Korver’s Basketball Reference page doesn’t begin to express how – similar to J.J. Redick today, and how Ray Allen and Reggie Miller had second lives as shooters running around multitudes of screens – the now 35 year old Korver makes defenses bend to his activity.
Mike Budenholzer, a Spurs whisperer and Hawks coach since 2013-14, predicated his offense on ball movement, lateral movement, and quick decision making.
Missing Horford for the large majority of the 2013-14 season, the Hawks struggled to make the eighth seed in the Eastern Conference, yet found successful footing the following two seasons, blending an aggressive defense with an offense that stretched defenses out to the perimeter, and essentially made opponents uncomfortable.
Korver – who made his lone all-star appearance during Atlanta’s 60-win campaign two seasons ago – shot an unreal 45% from deep during his four-plus seasons as a Hawk.
Now he gets to play alongside LeBron James, Kevin Love, and Kyrie Irving, most likely in the J.R. Smith role (the long-range shooter is out, possibly the rest of the regular season, after having surgery on his right thumb).

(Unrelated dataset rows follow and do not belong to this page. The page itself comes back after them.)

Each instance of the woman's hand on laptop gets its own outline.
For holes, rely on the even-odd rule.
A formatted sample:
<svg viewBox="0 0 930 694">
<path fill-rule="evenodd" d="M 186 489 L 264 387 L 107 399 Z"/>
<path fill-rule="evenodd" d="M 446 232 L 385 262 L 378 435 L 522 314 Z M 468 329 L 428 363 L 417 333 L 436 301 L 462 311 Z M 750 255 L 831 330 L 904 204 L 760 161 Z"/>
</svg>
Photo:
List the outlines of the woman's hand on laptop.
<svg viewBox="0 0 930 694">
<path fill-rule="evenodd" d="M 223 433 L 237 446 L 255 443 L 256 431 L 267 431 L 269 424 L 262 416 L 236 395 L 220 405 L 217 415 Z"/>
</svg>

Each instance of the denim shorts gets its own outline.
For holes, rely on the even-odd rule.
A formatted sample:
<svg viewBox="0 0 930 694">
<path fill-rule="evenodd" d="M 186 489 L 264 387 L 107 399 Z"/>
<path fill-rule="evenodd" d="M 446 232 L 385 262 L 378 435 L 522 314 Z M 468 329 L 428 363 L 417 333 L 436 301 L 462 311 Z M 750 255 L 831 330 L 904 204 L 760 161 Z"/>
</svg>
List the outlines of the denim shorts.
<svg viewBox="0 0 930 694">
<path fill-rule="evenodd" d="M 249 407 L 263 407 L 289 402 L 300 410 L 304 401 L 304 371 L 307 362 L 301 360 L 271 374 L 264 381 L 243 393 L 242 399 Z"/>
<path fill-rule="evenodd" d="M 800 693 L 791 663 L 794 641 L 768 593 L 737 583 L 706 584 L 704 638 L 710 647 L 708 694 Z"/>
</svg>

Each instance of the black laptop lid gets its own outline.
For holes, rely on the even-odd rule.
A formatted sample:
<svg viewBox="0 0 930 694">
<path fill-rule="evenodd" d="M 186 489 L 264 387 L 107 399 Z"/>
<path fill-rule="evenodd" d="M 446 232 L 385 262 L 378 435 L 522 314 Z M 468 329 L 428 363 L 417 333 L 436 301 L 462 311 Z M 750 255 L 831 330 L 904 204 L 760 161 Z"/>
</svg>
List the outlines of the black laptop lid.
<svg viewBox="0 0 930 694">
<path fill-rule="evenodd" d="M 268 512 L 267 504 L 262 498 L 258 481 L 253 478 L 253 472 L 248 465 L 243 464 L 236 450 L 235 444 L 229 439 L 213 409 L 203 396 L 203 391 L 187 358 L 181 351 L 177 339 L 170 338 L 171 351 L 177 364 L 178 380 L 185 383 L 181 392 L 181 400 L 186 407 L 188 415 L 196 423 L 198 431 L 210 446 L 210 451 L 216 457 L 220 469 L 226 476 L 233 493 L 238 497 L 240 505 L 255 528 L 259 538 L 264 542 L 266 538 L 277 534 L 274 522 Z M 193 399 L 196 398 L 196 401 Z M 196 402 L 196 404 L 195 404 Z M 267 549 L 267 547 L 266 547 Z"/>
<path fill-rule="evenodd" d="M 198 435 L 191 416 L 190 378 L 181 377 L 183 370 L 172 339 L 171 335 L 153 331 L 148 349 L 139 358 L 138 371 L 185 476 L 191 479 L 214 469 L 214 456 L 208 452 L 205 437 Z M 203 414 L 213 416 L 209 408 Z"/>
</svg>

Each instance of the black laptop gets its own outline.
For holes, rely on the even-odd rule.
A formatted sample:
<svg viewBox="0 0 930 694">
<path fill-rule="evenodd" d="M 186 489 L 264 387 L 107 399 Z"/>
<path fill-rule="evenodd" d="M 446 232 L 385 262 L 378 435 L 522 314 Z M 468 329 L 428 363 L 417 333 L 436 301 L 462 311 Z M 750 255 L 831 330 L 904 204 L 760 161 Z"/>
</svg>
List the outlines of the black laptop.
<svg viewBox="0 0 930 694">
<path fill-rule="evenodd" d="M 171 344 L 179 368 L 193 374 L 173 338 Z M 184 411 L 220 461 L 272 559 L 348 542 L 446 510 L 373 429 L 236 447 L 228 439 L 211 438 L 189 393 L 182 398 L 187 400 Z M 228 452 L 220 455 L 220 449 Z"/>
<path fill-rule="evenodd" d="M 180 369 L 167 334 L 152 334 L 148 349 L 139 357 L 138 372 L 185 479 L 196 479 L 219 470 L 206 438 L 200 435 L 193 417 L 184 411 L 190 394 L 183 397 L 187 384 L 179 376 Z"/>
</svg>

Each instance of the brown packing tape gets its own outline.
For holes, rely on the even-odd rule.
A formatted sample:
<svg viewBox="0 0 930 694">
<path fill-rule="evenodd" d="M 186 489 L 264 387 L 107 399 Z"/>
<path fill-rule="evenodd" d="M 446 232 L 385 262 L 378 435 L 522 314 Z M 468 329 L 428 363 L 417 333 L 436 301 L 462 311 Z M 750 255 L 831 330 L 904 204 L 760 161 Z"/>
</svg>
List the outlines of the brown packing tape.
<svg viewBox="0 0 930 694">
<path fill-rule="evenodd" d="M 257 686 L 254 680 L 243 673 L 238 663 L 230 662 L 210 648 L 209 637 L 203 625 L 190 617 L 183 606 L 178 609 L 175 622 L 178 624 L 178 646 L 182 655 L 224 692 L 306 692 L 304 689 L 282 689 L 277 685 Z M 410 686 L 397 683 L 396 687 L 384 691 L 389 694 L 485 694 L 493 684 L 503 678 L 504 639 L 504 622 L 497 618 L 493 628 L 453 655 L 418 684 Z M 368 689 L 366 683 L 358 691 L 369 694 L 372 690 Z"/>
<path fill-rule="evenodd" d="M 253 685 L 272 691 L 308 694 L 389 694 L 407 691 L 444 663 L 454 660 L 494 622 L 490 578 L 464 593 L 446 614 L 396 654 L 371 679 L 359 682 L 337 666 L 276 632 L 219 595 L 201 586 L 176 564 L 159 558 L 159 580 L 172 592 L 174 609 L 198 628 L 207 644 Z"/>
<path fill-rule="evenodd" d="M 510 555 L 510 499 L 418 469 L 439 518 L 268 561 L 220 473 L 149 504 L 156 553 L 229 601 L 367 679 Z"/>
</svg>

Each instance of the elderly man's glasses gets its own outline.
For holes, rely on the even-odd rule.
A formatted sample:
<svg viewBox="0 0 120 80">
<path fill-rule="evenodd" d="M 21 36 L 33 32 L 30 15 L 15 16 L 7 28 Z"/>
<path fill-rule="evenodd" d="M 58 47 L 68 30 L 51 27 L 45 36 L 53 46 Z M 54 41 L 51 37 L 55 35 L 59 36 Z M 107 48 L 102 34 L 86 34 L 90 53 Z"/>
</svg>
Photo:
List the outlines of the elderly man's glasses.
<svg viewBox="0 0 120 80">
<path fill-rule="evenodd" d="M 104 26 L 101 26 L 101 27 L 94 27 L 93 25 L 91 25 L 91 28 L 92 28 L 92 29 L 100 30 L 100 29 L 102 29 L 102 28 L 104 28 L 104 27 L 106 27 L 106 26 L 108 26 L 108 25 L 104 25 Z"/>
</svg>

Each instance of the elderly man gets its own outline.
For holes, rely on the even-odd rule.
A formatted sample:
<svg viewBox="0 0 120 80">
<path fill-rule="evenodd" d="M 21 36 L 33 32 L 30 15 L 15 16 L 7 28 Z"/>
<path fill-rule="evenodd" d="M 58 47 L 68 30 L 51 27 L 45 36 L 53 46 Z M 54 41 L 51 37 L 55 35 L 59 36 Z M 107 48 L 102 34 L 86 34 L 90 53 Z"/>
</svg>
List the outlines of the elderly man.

Although Korver’s career three-point percentage goes down from 43% to 39% in the playoffs, percentages tend to trend down when you go up against well-prepared defenses. Playing with Irving, James, and Love changes that.
The physical decline has been slow for Korver – whose offseason workouts were chrnociled by Zach Lowe in 2014 – as he had rarely been absent from the Hawks’ lineup during his time there.
The Boston Celtics and Toronto Raptors just saw the Eastern Conference mountain got much more difficult.
Out West for Golden State, the ball’s in their court.